Тогда Мацуда сдался – на его лице появилась улыбка, и он приложил руку к сердцу.
– Хильмар-сан, это была прекрасная речь – речь самурая. Подводная лодка не тонет, когда она в воде, она тонет, когда вода в ней. Важно, что у тебя внутри: протухшее болото или свежий ветер. Я хочу попросить прощенья, что позволил себе усомниться в вас.
– Принято, – кивнул Зимон и обратился к не покидавшему пост инженеру. – Отто, я даже не представляю, как буду без тебя, но поменяй ты сейчас своё решение, я всё равно тебя не оставлю. О замене подумал?
– Адэхи, – не раздумывая, ответил Ланге.
– Я тоже о нём вспомнил. Надеюсь, останется.
– Это уж точно. В Германии у него никого нет, а родина далеко.

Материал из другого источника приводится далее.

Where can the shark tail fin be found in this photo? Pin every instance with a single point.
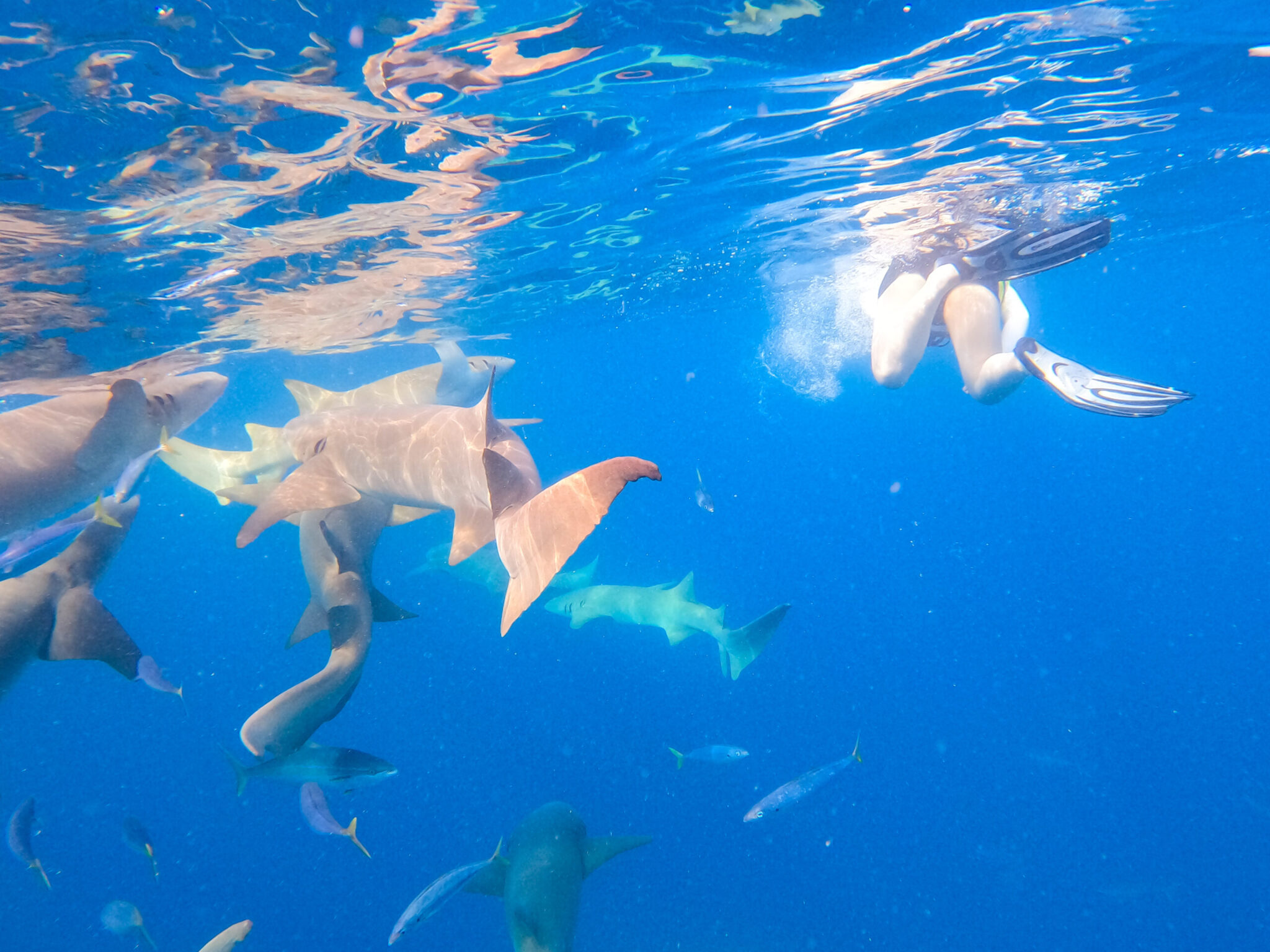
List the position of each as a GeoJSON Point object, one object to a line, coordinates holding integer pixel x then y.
{"type": "Point", "coordinates": [352, 834]}
{"type": "Point", "coordinates": [86, 630]}
{"type": "Point", "coordinates": [102, 516]}
{"type": "Point", "coordinates": [313, 621]}
{"type": "Point", "coordinates": [597, 851]}
{"type": "Point", "coordinates": [207, 469]}
{"type": "Point", "coordinates": [385, 610]}
{"type": "Point", "coordinates": [241, 775]}
{"type": "Point", "coordinates": [309, 399]}
{"type": "Point", "coordinates": [536, 539]}
{"type": "Point", "coordinates": [744, 645]}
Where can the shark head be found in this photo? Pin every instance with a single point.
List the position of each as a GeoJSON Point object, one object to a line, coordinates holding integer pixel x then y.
{"type": "Point", "coordinates": [178, 402]}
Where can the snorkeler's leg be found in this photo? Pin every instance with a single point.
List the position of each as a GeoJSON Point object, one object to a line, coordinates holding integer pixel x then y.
{"type": "Point", "coordinates": [974, 322]}
{"type": "Point", "coordinates": [902, 323]}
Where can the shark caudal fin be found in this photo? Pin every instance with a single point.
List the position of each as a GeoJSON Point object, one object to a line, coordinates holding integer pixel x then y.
{"type": "Point", "coordinates": [241, 775]}
{"type": "Point", "coordinates": [741, 646]}
{"type": "Point", "coordinates": [216, 470]}
{"type": "Point", "coordinates": [597, 851]}
{"type": "Point", "coordinates": [351, 832]}
{"type": "Point", "coordinates": [538, 536]}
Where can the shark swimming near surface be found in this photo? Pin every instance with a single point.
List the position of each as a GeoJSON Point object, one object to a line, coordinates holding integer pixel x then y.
{"type": "Point", "coordinates": [546, 861]}
{"type": "Point", "coordinates": [435, 457]}
{"type": "Point", "coordinates": [61, 452]}
{"type": "Point", "coordinates": [673, 610]}
{"type": "Point", "coordinates": [51, 614]}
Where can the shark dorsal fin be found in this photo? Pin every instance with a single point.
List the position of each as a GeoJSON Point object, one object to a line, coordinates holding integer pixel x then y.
{"type": "Point", "coordinates": [597, 851]}
{"type": "Point", "coordinates": [507, 484]}
{"type": "Point", "coordinates": [489, 881]}
{"type": "Point", "coordinates": [309, 399]}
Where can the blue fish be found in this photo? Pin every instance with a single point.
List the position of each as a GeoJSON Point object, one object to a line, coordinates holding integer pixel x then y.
{"type": "Point", "coordinates": [440, 891]}
{"type": "Point", "coordinates": [798, 788]}
{"type": "Point", "coordinates": [713, 754]}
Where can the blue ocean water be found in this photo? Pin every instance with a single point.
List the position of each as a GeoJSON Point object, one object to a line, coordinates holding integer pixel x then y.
{"type": "Point", "coordinates": [1046, 626]}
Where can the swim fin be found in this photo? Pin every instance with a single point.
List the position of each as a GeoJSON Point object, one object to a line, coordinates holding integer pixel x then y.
{"type": "Point", "coordinates": [1093, 390]}
{"type": "Point", "coordinates": [1024, 252]}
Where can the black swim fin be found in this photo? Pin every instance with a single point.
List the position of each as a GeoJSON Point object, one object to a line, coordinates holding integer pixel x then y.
{"type": "Point", "coordinates": [1024, 252]}
{"type": "Point", "coordinates": [1093, 390]}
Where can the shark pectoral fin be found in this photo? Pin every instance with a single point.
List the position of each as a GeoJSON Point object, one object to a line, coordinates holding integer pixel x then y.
{"type": "Point", "coordinates": [402, 514]}
{"type": "Point", "coordinates": [489, 881]}
{"type": "Point", "coordinates": [744, 645]}
{"type": "Point", "coordinates": [384, 610]}
{"type": "Point", "coordinates": [536, 540]}
{"type": "Point", "coordinates": [313, 621]}
{"type": "Point", "coordinates": [597, 851]}
{"type": "Point", "coordinates": [313, 485]}
{"type": "Point", "coordinates": [84, 630]}
{"type": "Point", "coordinates": [474, 528]}
{"type": "Point", "coordinates": [677, 632]}
{"type": "Point", "coordinates": [125, 412]}
{"type": "Point", "coordinates": [309, 399]}
{"type": "Point", "coordinates": [507, 485]}
{"type": "Point", "coordinates": [247, 493]}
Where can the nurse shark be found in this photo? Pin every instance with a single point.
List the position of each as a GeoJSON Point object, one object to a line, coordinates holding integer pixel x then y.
{"type": "Point", "coordinates": [425, 456]}
{"type": "Point", "coordinates": [548, 858]}
{"type": "Point", "coordinates": [335, 549]}
{"type": "Point", "coordinates": [61, 452]}
{"type": "Point", "coordinates": [51, 614]}
{"type": "Point", "coordinates": [675, 610]}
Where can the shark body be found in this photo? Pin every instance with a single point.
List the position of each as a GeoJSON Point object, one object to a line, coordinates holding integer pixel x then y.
{"type": "Point", "coordinates": [335, 549]}
{"type": "Point", "coordinates": [548, 858]}
{"type": "Point", "coordinates": [673, 610]}
{"type": "Point", "coordinates": [66, 450]}
{"type": "Point", "coordinates": [51, 614]}
{"type": "Point", "coordinates": [422, 456]}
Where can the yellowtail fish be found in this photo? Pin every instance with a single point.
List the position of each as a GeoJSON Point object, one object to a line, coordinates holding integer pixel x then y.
{"type": "Point", "coordinates": [19, 838]}
{"type": "Point", "coordinates": [138, 838]}
{"type": "Point", "coordinates": [313, 805]}
{"type": "Point", "coordinates": [123, 919]}
{"type": "Point", "coordinates": [229, 938]}
{"type": "Point", "coordinates": [33, 541]}
{"type": "Point", "coordinates": [440, 891]}
{"type": "Point", "coordinates": [798, 788]}
{"type": "Point", "coordinates": [337, 767]}
{"type": "Point", "coordinates": [713, 754]}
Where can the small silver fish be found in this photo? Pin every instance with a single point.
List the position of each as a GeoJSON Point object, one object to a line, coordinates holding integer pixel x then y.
{"type": "Point", "coordinates": [713, 754]}
{"type": "Point", "coordinates": [703, 498]}
{"type": "Point", "coordinates": [138, 838]}
{"type": "Point", "coordinates": [337, 767]}
{"type": "Point", "coordinates": [313, 805]}
{"type": "Point", "coordinates": [798, 788]}
{"type": "Point", "coordinates": [33, 541]}
{"type": "Point", "coordinates": [441, 890]}
{"type": "Point", "coordinates": [190, 287]}
{"type": "Point", "coordinates": [19, 838]}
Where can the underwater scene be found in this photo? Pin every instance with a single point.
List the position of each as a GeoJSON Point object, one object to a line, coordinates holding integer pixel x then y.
{"type": "Point", "coordinates": [806, 457]}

Через переполненный центральный пост, стараясь проскользнуть в корму, не привлекая внимания, протиснулся второй помощник, лейтенант Фукс. Зимон его заметил и положил ему руку на плечо:
– Йенс, ты хорошо подумал? А как же сожжённый дотла дом в Бремене?
– Простите, командир, – отстранился лейтенант, отведя глаза.
– А ты? – теперь Зимон обратился к третьему вахтенному, штурману, унтер-офицеру Рольфу Хартманну.
– Я с вами, – не вдаваясь в подробности, ответил штурман.
– Так иди в торпедный.
– Там скоро будет тесно, я лучше подожду здесь.
Но вот кто удивил Зимона своим выбором, так это самый юный член экипажа, почти подросток, выделяющийся из всех огненно-рыжей шевелюрой и безумной россыпью веснушек, из-за которых невозможно было рассмотреть черты лица, – матрос Шпрингер. Этот, в отличие от Йенса, пытался скромно проскочить из кормы в нос.
– Ты? – задержал его Зимон. – Кто бы мог подумать. Помню, как ты рыдал над барахтающимися в воде исландцами.
– Герр командир, – потупился Шпрингер. – Разрешите остаться с вами. Я не мечтаю утопить кого-то ещё, но очень боюсь возвращаться в Германию. Я не знаю, что нас там ждёт. И потом, лодка для меня уже стала как дом.
– Для меня тоже, – подтолкнул его в спину Зимон. – Давай, смелее, сынок!
Два ряда матросских спин медленно перетекали из носа в корму, из кормовых отсеков в носовые, и когда они наконец иссякли, Зимон встал. Сначала он пошёл в корму. Приподнявшись на комингсе электромеханического отсека, он посчитал собравшихся по головам.